Turkmen citizens voted for a new parliament on March 26 in an election dominated by three parties and some independents. However, all of the candidates support Turkmen President Gurbanguly Berdymukhamedov, thus presenting no real opposition.
While the 125-seat Mejlis is merely seen as a rubber-stamping body for the 60-year-old Turkmen leader, some Turkmenistan watchers note that the election may help to pave the way for the president’s son, Serdar Berdymukhammedov, 36, to eventually succeed him. Standing to retain his seat in parliament, Serdar was one of the candidates in the elections. Rumours about Serdar’s potential future as Turkmenistan's president have long been subject to much speculation among political analysts.
The national elections committee reported turnout as exceeding 85%. Voters at polling stations were greeted with national music, dance shows, and snacks. The election results are expected to be announced within three days.
Serdar has headed a parliamentary committee on legal affairs since March 2017 after becoming a lawmaker last November. His recent meeting with Kazakh President Nursultan Nazarbayev at a rare summit of Central Asian leaders - his father was away on visits to Kuwait and the United Arab Emirates (UAE) attempting to raise investment for Turkmenistan, currently in the midst of an economic crisis - provided more evidence that this eventuality will occur.
Prior to meeting with Serdar, Nazarbayev met with the leaders of each Central Asian country who attended the event. Considering that the official representative assigned to the event in place of the Turkmen president was the Turkmen parliament;s chairwoman Akja Nurberdyeva, Nazarbayev’s decision to meet with Berdymuhamedov’s son instead of Nurberdyeva might underline the scenario of Serdar being groomed to succeed his father, commonly referred to as Arkadag, or “protector” and officially described as overseeing an era of “might and happiness”. Little is publicly known about Serdar, but it is established that he trained as an agricultural engineer and later studied diplomacy in Russia and Switzerland.
In January, the Washington-based Freedom House NGO assessed Turkmenistan as among the 12 “worst of the worst countries” for political freedom and civil liberties. None of the country’s previous elections have been deemed free or fair by Western monitors and Gurbanguly Berdymukhammedov, who has run the former Soviet Republic since 2007 while tolerating no dissent, won his third presidential term in February last year with 97% of the vote.
Most of the candidates in the election represented one of the three registered political parties. These are the Democratic Party of Turkmenistan (DPT, formerly the Communist Party), the Party of Industrialists and Entrepreneurs, founded in 2012, and the Agrarian Party, founded in 2014, and taking part in an election for the first time. A small number of candidates were put forward by public initiative groups.
The parliamentary election took place with no sign that the country of six million’s worsening budget and economic predicament are improving. The budget woes have continuously mounted within recent months with alarm bells sounding over scarce hard currency.

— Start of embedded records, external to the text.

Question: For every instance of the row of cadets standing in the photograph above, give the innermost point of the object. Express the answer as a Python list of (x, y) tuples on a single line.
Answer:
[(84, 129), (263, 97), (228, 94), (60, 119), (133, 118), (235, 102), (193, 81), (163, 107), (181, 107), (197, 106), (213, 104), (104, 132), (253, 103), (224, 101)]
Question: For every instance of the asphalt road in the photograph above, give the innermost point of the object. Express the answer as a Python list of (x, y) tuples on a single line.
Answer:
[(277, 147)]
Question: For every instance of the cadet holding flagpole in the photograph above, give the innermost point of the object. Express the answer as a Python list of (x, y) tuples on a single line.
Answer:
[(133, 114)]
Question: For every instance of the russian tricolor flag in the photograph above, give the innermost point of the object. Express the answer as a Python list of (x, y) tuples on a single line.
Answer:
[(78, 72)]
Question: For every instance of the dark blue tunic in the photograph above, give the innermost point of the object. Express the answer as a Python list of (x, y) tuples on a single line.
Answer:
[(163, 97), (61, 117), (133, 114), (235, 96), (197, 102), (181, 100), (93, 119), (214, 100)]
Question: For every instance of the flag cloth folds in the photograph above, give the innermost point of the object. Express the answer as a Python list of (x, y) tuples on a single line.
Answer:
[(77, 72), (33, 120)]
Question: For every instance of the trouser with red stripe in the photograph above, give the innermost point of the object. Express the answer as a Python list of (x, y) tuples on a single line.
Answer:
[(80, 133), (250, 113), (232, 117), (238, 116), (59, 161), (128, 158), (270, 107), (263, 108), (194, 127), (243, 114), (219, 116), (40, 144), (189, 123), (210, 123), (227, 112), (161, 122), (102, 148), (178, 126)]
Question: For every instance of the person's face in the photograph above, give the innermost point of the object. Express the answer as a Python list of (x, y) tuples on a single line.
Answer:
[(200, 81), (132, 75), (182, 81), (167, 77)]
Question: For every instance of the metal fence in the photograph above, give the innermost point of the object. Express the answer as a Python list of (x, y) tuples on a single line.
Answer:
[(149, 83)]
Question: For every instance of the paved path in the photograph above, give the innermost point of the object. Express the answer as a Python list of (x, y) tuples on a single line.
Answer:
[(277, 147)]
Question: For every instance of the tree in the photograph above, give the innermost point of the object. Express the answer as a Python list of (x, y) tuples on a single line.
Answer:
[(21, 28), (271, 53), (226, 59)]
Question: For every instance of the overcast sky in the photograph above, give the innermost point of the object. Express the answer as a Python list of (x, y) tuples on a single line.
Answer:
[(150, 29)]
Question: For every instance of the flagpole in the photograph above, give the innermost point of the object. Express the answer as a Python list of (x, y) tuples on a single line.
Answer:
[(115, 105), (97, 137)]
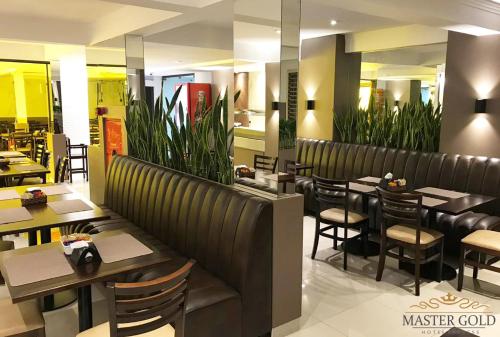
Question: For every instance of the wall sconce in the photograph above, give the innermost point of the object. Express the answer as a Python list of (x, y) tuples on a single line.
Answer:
[(480, 106)]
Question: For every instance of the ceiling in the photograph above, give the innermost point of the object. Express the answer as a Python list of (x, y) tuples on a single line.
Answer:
[(191, 33)]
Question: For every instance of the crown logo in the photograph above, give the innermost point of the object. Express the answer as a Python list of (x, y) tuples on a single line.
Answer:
[(449, 300)]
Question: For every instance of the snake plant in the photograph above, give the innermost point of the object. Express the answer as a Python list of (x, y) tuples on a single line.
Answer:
[(200, 147), (416, 126)]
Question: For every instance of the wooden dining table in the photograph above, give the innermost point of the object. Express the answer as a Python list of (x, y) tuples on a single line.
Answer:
[(435, 200), (44, 218), (85, 275)]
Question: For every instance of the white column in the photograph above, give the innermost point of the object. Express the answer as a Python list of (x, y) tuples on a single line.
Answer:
[(74, 92)]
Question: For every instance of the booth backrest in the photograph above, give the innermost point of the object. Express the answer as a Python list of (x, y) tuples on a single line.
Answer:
[(470, 174), (228, 232)]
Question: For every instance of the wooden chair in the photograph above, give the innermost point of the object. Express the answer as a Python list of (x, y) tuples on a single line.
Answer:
[(39, 151), (400, 218), (35, 180), (77, 152), (265, 163), (60, 171), (481, 243), (146, 308), (21, 320), (332, 208)]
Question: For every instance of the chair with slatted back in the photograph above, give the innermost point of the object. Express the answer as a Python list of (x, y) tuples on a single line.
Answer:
[(39, 151), (400, 218), (265, 163), (146, 308), (332, 208), (35, 180)]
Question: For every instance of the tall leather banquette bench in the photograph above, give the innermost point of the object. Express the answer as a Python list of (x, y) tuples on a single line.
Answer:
[(469, 174), (228, 233)]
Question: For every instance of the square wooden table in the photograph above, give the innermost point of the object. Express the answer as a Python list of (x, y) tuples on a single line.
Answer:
[(44, 218), (84, 275), (16, 170)]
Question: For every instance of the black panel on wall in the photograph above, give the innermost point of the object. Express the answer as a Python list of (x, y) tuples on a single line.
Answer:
[(150, 98)]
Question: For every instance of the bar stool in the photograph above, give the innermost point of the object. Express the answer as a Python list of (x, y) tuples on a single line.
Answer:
[(81, 154), (482, 243), (332, 208), (400, 227), (21, 320), (146, 308)]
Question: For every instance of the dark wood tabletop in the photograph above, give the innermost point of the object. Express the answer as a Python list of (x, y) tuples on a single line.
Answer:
[(451, 206), (12, 154), (44, 217), (16, 170), (88, 273)]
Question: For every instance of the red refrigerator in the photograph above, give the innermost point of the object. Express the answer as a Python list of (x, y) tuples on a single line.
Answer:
[(191, 95)]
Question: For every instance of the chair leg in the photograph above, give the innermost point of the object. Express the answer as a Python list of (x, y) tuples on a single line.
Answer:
[(461, 268), (335, 234), (381, 259), (440, 262), (365, 240), (476, 268), (316, 238), (417, 271), (346, 242)]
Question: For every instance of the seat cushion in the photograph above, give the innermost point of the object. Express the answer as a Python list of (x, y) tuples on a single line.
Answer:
[(338, 215), (102, 330), (22, 319), (484, 239), (408, 234)]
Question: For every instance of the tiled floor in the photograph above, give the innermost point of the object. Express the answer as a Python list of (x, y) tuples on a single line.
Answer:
[(335, 303), (338, 303)]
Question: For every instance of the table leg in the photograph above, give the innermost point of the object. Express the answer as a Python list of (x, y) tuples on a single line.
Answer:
[(85, 308), (32, 238), (48, 301), (365, 199), (45, 235)]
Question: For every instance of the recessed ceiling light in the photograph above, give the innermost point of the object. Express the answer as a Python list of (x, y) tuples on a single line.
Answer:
[(472, 30)]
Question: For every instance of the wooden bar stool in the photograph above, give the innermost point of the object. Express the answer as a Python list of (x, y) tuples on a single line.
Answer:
[(332, 209), (400, 227), (146, 308), (21, 320), (482, 243)]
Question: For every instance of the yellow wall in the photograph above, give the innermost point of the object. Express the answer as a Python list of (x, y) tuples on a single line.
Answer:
[(23, 91), (316, 81), (35, 88), (7, 98)]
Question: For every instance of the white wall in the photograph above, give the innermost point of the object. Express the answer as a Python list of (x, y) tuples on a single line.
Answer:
[(257, 91)]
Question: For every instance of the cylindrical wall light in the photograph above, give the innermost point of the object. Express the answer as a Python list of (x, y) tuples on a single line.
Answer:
[(310, 104), (480, 106)]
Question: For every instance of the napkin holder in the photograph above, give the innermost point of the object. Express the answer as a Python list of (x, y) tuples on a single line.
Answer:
[(84, 255)]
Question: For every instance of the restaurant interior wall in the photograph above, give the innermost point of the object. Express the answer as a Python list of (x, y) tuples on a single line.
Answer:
[(316, 82), (472, 72), (23, 92)]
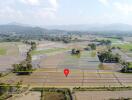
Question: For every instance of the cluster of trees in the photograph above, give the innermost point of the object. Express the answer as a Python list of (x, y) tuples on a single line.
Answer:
[(75, 51), (6, 89), (127, 67), (108, 57), (25, 67), (92, 46), (103, 42)]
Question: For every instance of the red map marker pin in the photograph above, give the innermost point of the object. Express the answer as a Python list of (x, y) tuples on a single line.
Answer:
[(66, 72)]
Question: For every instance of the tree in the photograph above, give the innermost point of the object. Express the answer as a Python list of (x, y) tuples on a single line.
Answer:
[(92, 46)]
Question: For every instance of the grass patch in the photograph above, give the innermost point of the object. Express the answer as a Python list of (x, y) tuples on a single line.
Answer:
[(35, 52), (2, 51)]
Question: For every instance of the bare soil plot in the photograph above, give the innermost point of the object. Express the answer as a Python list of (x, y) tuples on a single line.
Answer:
[(102, 95), (54, 96), (29, 96)]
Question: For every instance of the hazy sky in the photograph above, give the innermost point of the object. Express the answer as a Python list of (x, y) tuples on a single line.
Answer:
[(63, 12)]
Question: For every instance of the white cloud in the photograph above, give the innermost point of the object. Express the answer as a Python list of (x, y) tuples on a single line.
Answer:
[(31, 2), (104, 2), (123, 7), (30, 11), (54, 3)]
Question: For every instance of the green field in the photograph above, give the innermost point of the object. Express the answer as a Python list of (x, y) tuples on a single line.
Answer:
[(2, 51), (35, 52), (126, 47)]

The Turkmen government has adopted multiple desperate measures to rescue the country’s budget including completely suspending Visa cards; ending the era of discounted gas, water and electricity prices for citizens; making contributions to Turkmenistan’s Pension Fund by business owners mandatory from 1 January; and even imposing more fines on car owners and Turkmen fortune tellers, whose occult services are popular in Turkmenistan.
President Berdimuhamedov's trip to the Middle East secured a number of agreements, largely with the UAE. The Kuwait part of the tour did not appear to bear much fruit.
Officially reported Turkmen growth in 2017 stood at 6.5%, although the real state of the Turkmen economy is likely worse than in recent years, as continuous reports about the depleted Turkmen budget have shown. The impact of low oil prices has taken a damaging toll on the monetary value of Turkmenistan's gas and oil exports, while a row over historical debts with Iran shut off one gas export route. That left the country with China as its sole major gas customer via a new pipeline, with Russia having stopped purchases of Turkmen gas in 2016.
A more optimistic assessment of Turkmenistan was lately issued by the International Monetary Fund (IMF). Following an IMF visit to the country at the beginning of March, it said that Turkmen growth was “supported by rising natural gas exports, import substitution, and expansionary credit policies”.